Маша закончила рассказ и сидела опустив голову. По щекам ее стекали слезы. Она то и дело хлюпала носом. Эх ты, бедная девочка. Что же ты наделала? Хотя, с другой стороны, если бы она не убила этих подонков, что бы ей грозило? Ей и остальным девушкам из подпольного публичного дома? Не более страшной ли оказалась бы их участь? Подмосковные леса, белые кости…
Итак, твои действия, гражданин Гордеев? Как бывший работник правоохранительных органов и нынешний – органов юстиции ты обязан предпринять некоторые, абсолютно точно известные тебе действия. И самое главное – выдать преступницу. И оружие, которое ты нашел при ней.
Маша подняла глаза и посмотрела на меня.
– Что мне делать? – просто спросила она.
Ну и вопросик!
– Пока не знаю.
– Вы меня отправите в милицию?
Я помолчал, внимательно изучая ногти.

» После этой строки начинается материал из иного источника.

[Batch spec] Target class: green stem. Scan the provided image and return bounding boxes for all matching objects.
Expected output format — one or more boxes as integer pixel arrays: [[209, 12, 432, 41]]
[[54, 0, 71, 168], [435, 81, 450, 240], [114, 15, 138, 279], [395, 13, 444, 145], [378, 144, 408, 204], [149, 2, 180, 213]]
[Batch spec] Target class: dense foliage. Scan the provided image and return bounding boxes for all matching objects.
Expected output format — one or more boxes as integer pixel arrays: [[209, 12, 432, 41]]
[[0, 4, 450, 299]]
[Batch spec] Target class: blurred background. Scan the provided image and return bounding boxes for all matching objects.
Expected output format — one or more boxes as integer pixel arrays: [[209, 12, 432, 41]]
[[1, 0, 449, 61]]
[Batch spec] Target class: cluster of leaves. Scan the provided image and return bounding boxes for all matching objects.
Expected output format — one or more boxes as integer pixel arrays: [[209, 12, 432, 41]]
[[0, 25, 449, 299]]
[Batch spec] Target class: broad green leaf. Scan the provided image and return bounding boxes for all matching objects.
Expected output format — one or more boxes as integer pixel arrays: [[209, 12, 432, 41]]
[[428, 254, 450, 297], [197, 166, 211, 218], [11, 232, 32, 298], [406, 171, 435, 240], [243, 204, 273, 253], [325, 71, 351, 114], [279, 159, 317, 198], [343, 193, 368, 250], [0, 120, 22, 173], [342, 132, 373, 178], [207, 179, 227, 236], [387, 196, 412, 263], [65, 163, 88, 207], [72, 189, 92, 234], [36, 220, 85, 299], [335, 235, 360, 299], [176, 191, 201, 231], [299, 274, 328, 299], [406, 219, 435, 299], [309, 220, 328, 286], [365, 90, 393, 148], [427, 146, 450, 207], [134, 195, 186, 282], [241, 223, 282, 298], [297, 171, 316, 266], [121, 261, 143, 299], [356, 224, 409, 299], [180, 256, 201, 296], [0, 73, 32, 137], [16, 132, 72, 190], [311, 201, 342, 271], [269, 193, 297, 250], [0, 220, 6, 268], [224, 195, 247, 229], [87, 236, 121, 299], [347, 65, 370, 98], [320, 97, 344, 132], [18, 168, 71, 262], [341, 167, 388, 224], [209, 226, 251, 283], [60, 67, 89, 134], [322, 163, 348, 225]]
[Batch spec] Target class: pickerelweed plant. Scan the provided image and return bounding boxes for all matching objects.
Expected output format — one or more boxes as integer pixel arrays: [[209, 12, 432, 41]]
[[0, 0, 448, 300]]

Я не знал ответа.
На мое счастье, зазвонил телефон.
Я поднял трубку.
– Здравствуйте. Можно Юрия?
– Я слушаю.
Голос в трубке показался мне знакомым.
– Юра! Это я, Игорь.
– Игорь?.. – напряг я память.
– Ну неужели не помнишь? Это Игорь Вересов.
– Сколько лет, сколько зим! Погоди-ка, дай вспомнить. Это ж сколько лет мы не виделись?
– Ну да, много. Со времени окончания юрфака всего пару раз.
Конечно, я помнил Игоря. Его голос показался мне встревоженным. Даже очень встревоженным. Неужели неприятности на сегодня не закончились?
– Рад тебя слышать.
– Я тоже. Но я звоню по делу. Очень нужна твоя помощь. Можешь приехать прямо сейчас?
Я посмотрел на часы. Половина девятого.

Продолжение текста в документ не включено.